Our Internet service provider (ISP) is Zen and we have been “with” Zen for a good many years now. As ISPs go, Zen has a very good reputation and scores highly in customer satisfaction polls.
We joined Zen before fibre came along and we are still on what they quaintly call a “legacy tariff”, that is, DSL over the copper telephone wires. For this we pay what is increasingly coming to look like a peppercorn rent. In fact, that type of connection is no longer supplied by Zen to new customers. Though it is slow by today’s standards, it has always suited our modest needs – or, at least, it did so until recently.
With the arrival of the pandemic and the imposition of lockdowns, we found that our Internet connection was going slow. Sometimes it ran as it always had but then it would slow down and there would be delays before it started moving again. In the evening, we often watch a video, “streaming” it from one of the online providers. We frequently found that we had to disconnect from the Wifi and instead use the hotspot on Tigger’s phone which gave a faster and more reliable connection on which to watch the video.
We at first put this down to the effects of the pandemic and the fact that there were now many people working from home, increasing the traffic on the Internet to unprecedented levels. At the same time, though, I did vaguely wonder whether the router was at fault. We had bought this ourselves (our third router) in December 2018.

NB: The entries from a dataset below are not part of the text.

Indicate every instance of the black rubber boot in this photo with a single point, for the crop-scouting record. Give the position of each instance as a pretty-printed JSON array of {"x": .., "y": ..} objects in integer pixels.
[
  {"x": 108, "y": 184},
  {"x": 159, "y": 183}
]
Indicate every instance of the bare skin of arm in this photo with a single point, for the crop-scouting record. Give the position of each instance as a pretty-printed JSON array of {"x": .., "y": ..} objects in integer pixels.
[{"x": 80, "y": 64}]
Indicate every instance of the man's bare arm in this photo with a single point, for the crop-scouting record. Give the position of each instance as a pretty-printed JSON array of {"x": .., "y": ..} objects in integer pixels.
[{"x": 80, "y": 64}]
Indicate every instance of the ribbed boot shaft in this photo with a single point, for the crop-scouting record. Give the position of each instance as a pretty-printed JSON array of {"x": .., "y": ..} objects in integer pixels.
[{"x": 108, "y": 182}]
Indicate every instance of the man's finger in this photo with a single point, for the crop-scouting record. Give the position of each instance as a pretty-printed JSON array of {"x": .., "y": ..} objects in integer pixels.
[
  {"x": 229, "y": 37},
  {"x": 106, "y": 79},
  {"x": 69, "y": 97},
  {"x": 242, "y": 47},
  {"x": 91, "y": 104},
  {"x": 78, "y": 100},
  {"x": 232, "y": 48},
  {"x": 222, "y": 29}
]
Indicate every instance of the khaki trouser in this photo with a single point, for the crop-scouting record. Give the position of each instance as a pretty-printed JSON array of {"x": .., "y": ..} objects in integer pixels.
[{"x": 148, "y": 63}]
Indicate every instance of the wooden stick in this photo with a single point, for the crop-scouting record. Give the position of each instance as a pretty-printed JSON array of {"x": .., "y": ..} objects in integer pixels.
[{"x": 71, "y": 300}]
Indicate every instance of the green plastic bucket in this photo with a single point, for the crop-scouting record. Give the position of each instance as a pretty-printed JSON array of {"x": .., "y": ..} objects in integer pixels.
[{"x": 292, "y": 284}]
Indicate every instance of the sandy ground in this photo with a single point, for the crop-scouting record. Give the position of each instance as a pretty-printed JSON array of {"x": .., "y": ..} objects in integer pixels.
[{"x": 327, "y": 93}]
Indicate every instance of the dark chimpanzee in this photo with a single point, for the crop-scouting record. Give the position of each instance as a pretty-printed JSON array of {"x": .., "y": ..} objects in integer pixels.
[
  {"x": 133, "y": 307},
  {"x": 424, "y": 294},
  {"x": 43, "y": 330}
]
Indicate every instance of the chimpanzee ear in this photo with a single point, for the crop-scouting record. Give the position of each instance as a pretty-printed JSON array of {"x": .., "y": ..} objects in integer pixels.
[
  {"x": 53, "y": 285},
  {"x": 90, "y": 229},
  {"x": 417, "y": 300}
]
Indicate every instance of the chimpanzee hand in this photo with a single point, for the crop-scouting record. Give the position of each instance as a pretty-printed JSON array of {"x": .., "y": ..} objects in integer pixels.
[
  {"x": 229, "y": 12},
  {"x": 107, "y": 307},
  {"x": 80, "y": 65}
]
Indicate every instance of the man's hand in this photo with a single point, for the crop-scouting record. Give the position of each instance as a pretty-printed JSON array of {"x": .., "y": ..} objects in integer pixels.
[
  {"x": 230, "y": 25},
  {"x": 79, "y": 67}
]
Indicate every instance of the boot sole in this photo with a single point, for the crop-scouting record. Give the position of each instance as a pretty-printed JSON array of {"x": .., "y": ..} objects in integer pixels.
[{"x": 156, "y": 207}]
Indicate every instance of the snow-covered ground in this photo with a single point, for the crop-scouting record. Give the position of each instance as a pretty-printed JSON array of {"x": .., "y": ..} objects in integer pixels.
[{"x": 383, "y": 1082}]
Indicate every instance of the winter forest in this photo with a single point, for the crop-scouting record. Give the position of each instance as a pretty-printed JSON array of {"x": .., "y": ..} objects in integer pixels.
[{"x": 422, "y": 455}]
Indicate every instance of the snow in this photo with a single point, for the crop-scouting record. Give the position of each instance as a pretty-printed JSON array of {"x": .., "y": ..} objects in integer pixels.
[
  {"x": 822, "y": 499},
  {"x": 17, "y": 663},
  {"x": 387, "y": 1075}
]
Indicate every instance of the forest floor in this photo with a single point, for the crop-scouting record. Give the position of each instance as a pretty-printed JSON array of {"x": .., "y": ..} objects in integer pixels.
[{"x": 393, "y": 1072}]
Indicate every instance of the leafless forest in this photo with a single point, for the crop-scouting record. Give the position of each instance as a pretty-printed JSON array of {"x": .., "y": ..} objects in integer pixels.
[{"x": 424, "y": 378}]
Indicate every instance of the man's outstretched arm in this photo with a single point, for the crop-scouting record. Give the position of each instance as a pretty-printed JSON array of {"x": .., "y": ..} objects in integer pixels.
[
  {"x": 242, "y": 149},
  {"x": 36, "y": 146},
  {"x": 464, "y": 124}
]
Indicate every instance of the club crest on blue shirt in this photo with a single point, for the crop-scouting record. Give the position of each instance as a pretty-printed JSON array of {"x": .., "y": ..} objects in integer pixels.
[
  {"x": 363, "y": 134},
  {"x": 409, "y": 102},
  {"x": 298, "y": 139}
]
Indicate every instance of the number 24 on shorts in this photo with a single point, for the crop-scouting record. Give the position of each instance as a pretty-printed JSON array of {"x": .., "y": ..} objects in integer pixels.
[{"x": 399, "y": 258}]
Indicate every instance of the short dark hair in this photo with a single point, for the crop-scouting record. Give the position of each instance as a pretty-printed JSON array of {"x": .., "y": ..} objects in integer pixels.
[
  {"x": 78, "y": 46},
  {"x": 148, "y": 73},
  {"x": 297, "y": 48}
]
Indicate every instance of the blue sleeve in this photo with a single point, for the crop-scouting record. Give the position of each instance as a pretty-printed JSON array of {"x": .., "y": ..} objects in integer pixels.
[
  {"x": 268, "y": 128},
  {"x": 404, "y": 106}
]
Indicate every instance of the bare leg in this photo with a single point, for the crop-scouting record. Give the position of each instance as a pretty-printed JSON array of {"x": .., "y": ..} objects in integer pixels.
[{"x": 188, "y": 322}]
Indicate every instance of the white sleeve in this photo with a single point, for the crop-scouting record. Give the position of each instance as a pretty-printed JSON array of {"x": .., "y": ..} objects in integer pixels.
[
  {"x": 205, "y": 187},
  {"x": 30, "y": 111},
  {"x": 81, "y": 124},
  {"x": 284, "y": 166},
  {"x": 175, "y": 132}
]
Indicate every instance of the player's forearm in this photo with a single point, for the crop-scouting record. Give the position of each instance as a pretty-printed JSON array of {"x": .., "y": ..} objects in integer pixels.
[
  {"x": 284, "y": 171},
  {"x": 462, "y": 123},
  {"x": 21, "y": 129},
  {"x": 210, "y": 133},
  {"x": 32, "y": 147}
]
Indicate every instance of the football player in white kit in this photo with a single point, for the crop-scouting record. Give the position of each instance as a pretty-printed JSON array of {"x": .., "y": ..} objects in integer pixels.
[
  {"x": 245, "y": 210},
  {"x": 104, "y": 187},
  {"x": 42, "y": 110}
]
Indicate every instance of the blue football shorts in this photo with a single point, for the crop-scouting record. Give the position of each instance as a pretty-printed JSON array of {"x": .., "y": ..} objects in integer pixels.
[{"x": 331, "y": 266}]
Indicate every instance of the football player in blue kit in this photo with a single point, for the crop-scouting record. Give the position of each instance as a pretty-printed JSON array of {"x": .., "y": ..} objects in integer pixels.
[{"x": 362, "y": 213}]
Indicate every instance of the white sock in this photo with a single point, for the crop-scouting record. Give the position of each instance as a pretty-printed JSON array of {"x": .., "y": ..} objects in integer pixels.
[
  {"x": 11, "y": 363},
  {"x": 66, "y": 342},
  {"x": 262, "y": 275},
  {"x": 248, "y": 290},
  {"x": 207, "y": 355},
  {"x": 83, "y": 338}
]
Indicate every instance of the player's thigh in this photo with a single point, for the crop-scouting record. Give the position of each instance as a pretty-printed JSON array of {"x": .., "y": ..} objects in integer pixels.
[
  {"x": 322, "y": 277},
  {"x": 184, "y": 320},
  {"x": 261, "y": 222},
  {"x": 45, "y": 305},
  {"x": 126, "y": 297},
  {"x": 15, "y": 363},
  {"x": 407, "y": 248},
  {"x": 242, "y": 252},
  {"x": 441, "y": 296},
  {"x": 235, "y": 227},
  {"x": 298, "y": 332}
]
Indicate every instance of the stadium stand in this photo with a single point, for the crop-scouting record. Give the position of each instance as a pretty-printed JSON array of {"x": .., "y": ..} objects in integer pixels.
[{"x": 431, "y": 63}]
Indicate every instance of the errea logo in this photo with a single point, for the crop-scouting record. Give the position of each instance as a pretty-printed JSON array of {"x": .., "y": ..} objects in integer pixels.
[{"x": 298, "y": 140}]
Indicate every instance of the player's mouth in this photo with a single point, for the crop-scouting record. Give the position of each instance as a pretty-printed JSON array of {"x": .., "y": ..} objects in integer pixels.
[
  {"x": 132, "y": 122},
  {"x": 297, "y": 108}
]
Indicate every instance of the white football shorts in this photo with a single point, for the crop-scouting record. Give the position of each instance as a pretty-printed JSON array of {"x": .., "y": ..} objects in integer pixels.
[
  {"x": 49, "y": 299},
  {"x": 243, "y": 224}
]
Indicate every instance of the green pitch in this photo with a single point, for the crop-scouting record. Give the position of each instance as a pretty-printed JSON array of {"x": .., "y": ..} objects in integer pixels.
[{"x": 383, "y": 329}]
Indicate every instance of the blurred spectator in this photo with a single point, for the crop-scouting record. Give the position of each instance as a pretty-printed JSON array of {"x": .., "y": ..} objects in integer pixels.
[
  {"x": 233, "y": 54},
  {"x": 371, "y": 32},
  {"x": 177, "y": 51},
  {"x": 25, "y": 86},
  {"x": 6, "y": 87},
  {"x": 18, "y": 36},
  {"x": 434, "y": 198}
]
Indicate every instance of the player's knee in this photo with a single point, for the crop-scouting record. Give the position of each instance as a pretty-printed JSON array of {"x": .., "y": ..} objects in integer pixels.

Thus matters stood until, out of the blue, I received an email inviting me to rate Zen, and my likelihood of recommending them to others, on a scale of 0 to 10. After careful thought, I gave it a score of 4. As a reason for the low score, I wrote about the slowness and the delays we were experiencing.
As this was a general email survey, I didn’t expect to hear further and was therefore startled to receive a phone call on Monday afternoon from Zen. They had read my criticism and apparently taken it to heart. There folowed a long discussion about why our connection was so bad and what could be done about it. One suggestion was that we should move from our “legacy” copper wires to fibre. It turns out that the entry-level tariff for fibre would not be that much more expensive than our current one, especially if we moved our landline from BT to Zen. In the meantime, while we were thinking about it, the Zen engineer would “reconfigure our line” and see if that helped.
Following the phone call, our Internet connection went down. We were expecting this to happen during the reconfiguration process but believed it would come back on afterwards. At intervals during the evening, we tried the connection but it was dead. It was still dead on Tuesday morning.
I phoned Zen and was put through to a very helpful engineer called Daniel. We were on the phone together for the next hour and a half! We went through the whole of the connection, including the settings in the router. Unfortunately, this was all in vain. The router was connecting with Zen but refused to log in. It seems likely that either the router has failed or that, being an older model, it is unable to cope with modern faster DSL. Perhaps, too, the line reconfiguration has brought matters to a head.
What was the solution to this dilemma? A new router? Move to fibre? According to Daniel, as we had been customers of Zen for a number of years and had had no hardware from them apart from our very first router, we qualified for a new router – free of charge! If that solved our problems, so well and good, otherwise, there remained the option of moving to fibre.
In the meantime. we are not entirely without an Internet connection. Our iPhones can of course go online, and each of them has a “hotspot”, that is, a wireless Internet connection to which other devices can connect . This is what we have been using to watch videos in the evnings. Since Monday evening, I have been using mine to run the Internet on my computer.
Using our phones this way provoked the following thought: “Why not always use our phones for our Internet connection?” If we did that, we could dispense with an ISP altogether. We could also kiss BT goodbye as we would no longer require a landline. Though a nice idea, it would not work, unfortunately. While it is possible to use the hotspot to watch videos or view websites on the PC, if you try to do heavier work involving multiple sites and uploading and downloading big files, the whole thing slows down to a virtual stop and becomes useless. Presumably this is because the hotspot provides insufficient bandwidth to deal with this sort of work.
It seems, then, that we will be continuing with Zen for the foreseeable future, though the phone hotspots remain available in an emergency or when we are away from home.
I have been informed by text and by email that the new router will arrive later this morning. They said that it is very easy to set up. I will let you know how that goes in due course!